クロス円の際立った上昇

 このように第3ロケットエンジンに点火してドル/円は107円台から109円台に上昇しましたが、この為替相場を引っ張ったのはクロス円(*)の上昇でした。

*クロス円:ドル以外の通貨との対円レートのこと。ユーロ/円やポンド/円などの総称。クロス円の上昇は、ドル以外の通貨高(ドル安)と円安の組み合わせのため、「ドル安・円安」地合いではクロス円は上昇しやすくなる。逆に「ドル高・円高」の地合いではクロス円は下落しやすくなる。

 先週5日はドル高となりましたが、それまでの相場の地合いは株価上昇に支えられた「ドル安・円安」の地合いが続いていました。ここでは、ドル/円はドル安によるドル売りと、クロス円の買いとの綱引きによって主体性のない動きをしていました。

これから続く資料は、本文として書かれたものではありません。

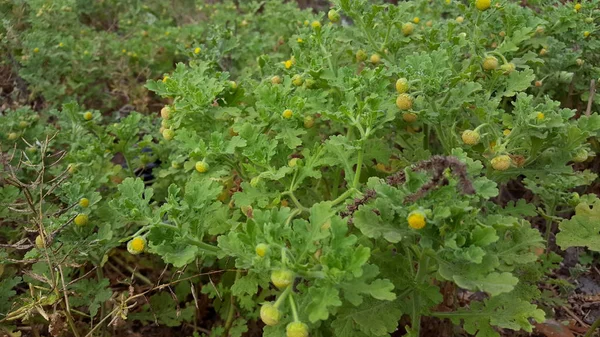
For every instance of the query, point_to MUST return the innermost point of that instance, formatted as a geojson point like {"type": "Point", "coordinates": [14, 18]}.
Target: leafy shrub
{"type": "Point", "coordinates": [359, 165]}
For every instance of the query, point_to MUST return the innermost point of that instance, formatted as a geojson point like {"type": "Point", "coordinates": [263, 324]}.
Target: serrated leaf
{"type": "Point", "coordinates": [583, 229]}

しかし、結果的にクロス円の買い圧力に引っ張られ、下値を切り上げ1ドル=109円台後半まで上昇を続けたという構図になりました。

 先週のユーロ/円は週間値幅で約5円、終値ベースでも前週比約4円の円安で、5月後半にEU(欧州連合)復興基金創設の話が出てからユーロは動意付き、ユーロ/円も上昇し始めています。上昇する前は1ユーロ=115円台でしたから、先週の124円台まで約9円近く上昇したことになります。

 その他のクロス円も先週は際立って上昇しています。原油上昇に支えられた資源国通貨である豪ドル/円は5円超の週間値幅、EUとの離脱交渉進展期待が高まったポンド/円に至っては7円超の週間値幅となっています。

 これらクロス円の上昇に比べると、先週のドル/円の週間値幅は約2円50銭と、クロス円の値幅の半分以下でした。クロス円に焦点を当てると、3週連続の「円」全面安となっていました。